Вопрос об эпическом (и драматическом) стихе не случайно приобрел большую остроту. Стих в те времена был жестко связан с жанром; во многом выбор стиха определял угол зрения на предмет и тем самым его трактовку. Если перевод «Шильонского узника» открыл дорогу монологической поэме-исповеди (до Лермонтова к этой форме обращался И. Козлов, а после — эпизодически Некрасов и И. Тургенев), то перевод «Орлеанской девы», один из коронных у Жуковского, стал крупным событием в истории русского театра. Задуманный еще в 1812-м, он осуществлен в 1817–1821 годах.
Жуковский в переводе сглаживает те черты «романтической трагедии» Шиллера, которые непосредственнее всего связаны с наследием шекспировского театра (подробности быта, исторический фон, переходы от возвышенного к «вульгарному» и т. п.). Жуковского вела интуиция переводчика, который хочет выявить доминанту произведения и тем самым его своеобразие. Жуковский все внимание сосредоточил на образе самой Иоанны, на ее энтузиазме, на нравственном и религиозном идеале.
При этом для Жуковского отнюдь не была безразлична более общая, принципиальная актуальность «Орлеанской девы» в условиях русской политической жизни. «Орлеанская дева» в России имела как бы двойной политический адрес — она, по мысли Жуковского, была «наставлением» царизму, с одной стороны, и народу — с другой. Политические воззрения Шиллера, его симпатии к республике Жуковский не разделял.
Несмотря на все это, трагедия была запрещена к постановке театральной цензурой. В 1824 году, в связи с «Орлеанской девой», даже вышло постановление о запрещении принимать на сцену пьесы, написанные белыми стихами… Перевод Жуковского принят и поныне во всех изданиях Шиллера на русском языке.

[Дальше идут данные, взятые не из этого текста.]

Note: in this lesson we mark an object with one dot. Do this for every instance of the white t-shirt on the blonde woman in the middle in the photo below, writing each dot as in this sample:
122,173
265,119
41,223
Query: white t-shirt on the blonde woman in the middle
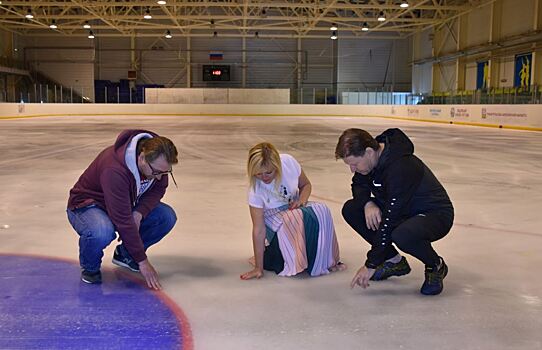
268,196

Выбор Жуковским эпических образцов для перевода приобретает в 1830 —1850-х годах зачастую более субъективный характер; поэт останавливает свое внимание на том, что лично ему особенно близко, не всегда считаясь с запросами времени. Таковы почти все стихотворные повести 1831–1832 годов, в том числе «Суд в подземелье» из Вальтера Скотта, «Ундина» из де ла Мотт Фуке, «Камоэнс» из Фр. Гальма, «Две повести» из Шамиссо и Рюккерта. С другой стороны, поэт предпринимает монументальные, «академические» переводы древних эпосов, имеющих вневременное значение.

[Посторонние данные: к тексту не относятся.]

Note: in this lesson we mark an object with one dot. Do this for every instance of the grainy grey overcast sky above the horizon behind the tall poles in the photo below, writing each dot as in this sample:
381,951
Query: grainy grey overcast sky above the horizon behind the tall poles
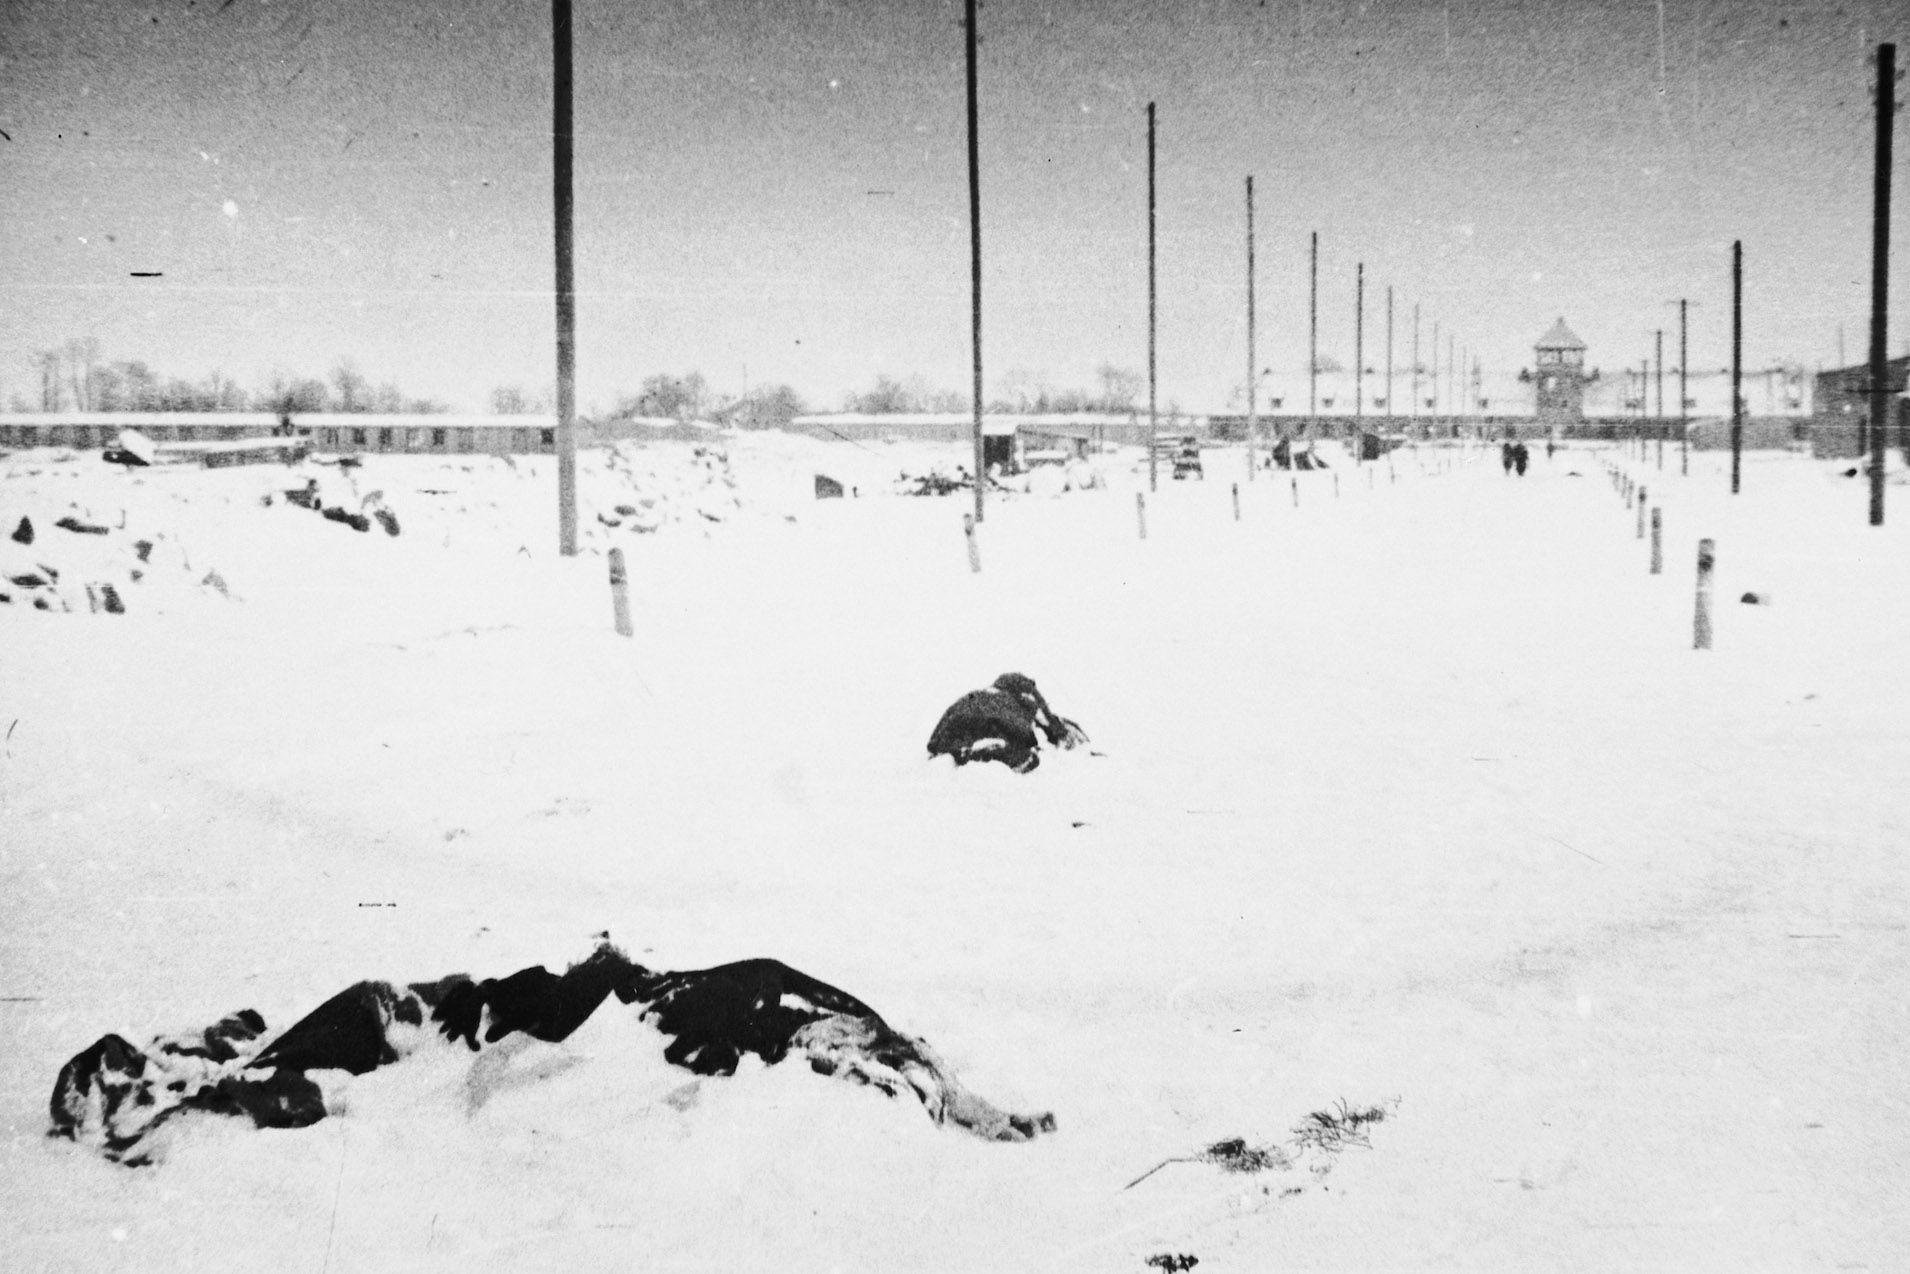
778,190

Лучшее из переложений первого типа — «Ундина» (1831–1836). Как и во многих балладах, вера в чудесное, живущее рядом с нами и в нас самих, представляет в изображении Жуковского вечную потребность человеческого духа. Эта основная мысль, скрытый пафос вещи привнесен Жуковским в прозаическую сказку де ла Мотт Фуке. Самый факт переложения прозы стихами, да еще такими, как гекзаметр, имел преображающее влияние на все содержание произведения. Близко придерживаясь текста де ла Мотт Фуке, Жуковский придает ему дополнительную глубину перспективы. «Ундина» Жуковского необычно сочетает психологическое правдоподобие с утонченно-сдержанной экзальтированностью и символикой. Многие стихи «Ундины» занимают место в ряду прекраснейших лирических творений Жуковского (например, вступления к XII и XVI главам).
В 1837–1841 годах Жуковский создал переложение отрывка из древнеиндийского эпоса «Махабхарата» («Наль и Дамаянти»), В эту «индейскую повесть», как назвал ее Жуковский, а также в «персидскую повесть» «Рустем и Зораб» (1846–1847, из иранского эпоса Фирдоуси «Шахнаме») он включил эпизоды наиболее драматические, эмоционально насыщенные.

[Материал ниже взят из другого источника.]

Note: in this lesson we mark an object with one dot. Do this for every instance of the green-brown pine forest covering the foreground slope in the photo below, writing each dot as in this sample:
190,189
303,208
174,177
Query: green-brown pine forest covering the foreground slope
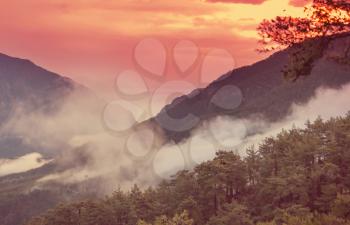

Перевод Жуковского по своим стилистическим особенностям чрезвычайно тяготеет к романтической поэме. В обращении к сюжетам индийской и иранской эпики можно усмотреть романтический ориентализм в сочетании со стойким для позднего Жуковского интересом к эпической поэзии и эпическому стиху.
Венцом деятельности Жуковского как переводчика древних эпосов является перевод «Одиссеи» (1842–1849). Маститый поэт чувствовал себя вправе взяться за этот труд, хотя он не знал греческого языка, а изучать его уже было поздно. Здесь для Жуковского не могло быть и речи о вольном переводе. По его указаниям немецким профессором-эллинистом Грасгофом был сделан особого типа подстрочник, с тремя «слоями» текста. Жуковский так пишет об этом: «Он переписал мне в оригинале всю „Одиссею“; под каждым греческим словом поставил немецкое слово и под каждым немецким — грамматический смысл оригинального. Таким образом, я мог иметь… перед глазами весь порядок слов; в этом хаотически верном переводе, не доступном читателю, были, так сказать, собраны передо мною все материалы здания; недоставало только красоты, стройности и гармонии»[30]. В достижении их и заключался, как пишет Жуковский, его «труд».